Mesele Çok Daha Derin!
“Doğa bize değil, biz doğaya muhtacız.” derken kastedilen tam da budur.
Ancak öyle küresel bir sistem düşünün ki; bindiği dalı kesiyor. Hem de her geçen gün daha da pervasızlaşarak. Hem de bencil ve kendi doğasına düşman bir “akıl” ile ve sırf kar ve onun garantisi olan iki şey adına: Amansız sömürü ve arsız tüketim. Hem de ihtiyaç fazlası üretim yöntemi ile…
Hal böyle olunca ve sistem küresel olunca, emin ol ki sevgili dostum Amazonlar bile seni kurtaramaz ve o aradığın iç huzuru sana veremez. Çünkü biz toplumsal varlıklarız ve temel sorunumuz toplumsallığımız değil, bu toplumsallığın altını boşaltan bireyciliğimizin kendisidir.

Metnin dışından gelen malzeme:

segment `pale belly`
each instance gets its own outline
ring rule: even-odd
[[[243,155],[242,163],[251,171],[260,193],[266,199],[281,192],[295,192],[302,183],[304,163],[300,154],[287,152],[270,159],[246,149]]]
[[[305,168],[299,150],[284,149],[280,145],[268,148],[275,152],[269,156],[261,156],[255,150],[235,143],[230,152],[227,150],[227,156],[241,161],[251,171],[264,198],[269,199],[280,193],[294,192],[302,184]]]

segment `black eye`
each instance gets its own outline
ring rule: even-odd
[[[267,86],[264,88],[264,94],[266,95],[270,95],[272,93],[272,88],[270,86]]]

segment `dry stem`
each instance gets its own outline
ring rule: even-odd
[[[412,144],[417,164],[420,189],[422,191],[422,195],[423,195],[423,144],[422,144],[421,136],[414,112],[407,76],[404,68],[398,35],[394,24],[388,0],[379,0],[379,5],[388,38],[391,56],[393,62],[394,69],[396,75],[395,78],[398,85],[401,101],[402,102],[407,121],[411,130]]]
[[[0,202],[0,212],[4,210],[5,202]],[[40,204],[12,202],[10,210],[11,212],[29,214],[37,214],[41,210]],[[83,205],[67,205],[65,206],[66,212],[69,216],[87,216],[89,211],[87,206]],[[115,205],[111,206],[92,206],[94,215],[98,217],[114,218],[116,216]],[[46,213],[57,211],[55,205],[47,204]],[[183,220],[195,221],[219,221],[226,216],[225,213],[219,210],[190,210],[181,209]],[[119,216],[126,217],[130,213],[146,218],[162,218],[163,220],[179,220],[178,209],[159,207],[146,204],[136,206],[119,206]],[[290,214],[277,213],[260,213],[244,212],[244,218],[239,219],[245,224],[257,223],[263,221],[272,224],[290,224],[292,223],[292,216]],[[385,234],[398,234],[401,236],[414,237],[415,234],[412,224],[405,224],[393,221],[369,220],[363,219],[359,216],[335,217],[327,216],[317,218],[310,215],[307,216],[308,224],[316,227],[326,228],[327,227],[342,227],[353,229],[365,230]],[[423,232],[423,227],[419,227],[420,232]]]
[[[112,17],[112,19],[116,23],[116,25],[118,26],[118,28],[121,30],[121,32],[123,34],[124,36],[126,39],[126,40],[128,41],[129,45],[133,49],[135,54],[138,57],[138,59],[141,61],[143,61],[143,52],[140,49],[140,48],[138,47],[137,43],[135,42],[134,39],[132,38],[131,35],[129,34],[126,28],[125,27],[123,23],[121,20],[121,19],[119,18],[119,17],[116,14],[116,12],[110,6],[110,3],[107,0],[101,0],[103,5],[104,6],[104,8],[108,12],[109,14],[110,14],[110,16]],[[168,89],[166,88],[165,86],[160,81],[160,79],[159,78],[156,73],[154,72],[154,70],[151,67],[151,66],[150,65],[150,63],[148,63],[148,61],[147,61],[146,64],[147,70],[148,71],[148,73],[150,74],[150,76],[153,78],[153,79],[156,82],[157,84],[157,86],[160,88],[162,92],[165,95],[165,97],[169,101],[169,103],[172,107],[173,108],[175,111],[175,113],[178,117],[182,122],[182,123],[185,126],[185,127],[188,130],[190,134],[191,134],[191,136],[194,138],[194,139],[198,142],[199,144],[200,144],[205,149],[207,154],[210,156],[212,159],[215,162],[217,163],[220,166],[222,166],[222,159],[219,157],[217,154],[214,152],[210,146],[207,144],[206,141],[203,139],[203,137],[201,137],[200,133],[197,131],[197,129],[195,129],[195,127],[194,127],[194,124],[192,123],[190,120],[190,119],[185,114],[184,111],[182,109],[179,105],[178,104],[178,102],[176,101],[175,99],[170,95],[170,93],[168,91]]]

Hikayesi ta özel mülkiyetin kutsandığı ve toplumsal kardeşliğimizin bozulduğu sınıfların doğuşuna kadar gider, köleci toplumun inşa sürecine kadar. Ve korkarım ki sınıflar, ezen, ezilen ve özel mülkiyet var olduğu sürece, bunu tekelinde bir tahakküm aracı olarak tutmak isteyecek egemenler (devlet) , bu egemenlerin, yabancılaştırıp-yozlaştırarak kendilerine yedeklediği bireyler ve bu vesile ile bu duruma isyan eden senin gibi milyonların doğasına dönüş özlemi hep var olacak.
Bu özlemi gerçek kılmanın tek yolu var ne yazık: Doğru tedavi için teşhisi doğru koymak. Ustalar bunu yapalı iki asra yakın zaman geçmiş. Belki de onlara artık daha bir can kulağı ile kulak vermek lazım ve belki de en önemlisi buradan başlamak lazım. Yani bireysel kurtuluşun ancak toplumsal kurtuluş ile mümkün olduğunun bilince çıkarılıp bu amaçla kolların sıvanması ile… Yani “Kurtuluş yok tek başına ya hep beraber ya hiçbirimiz!”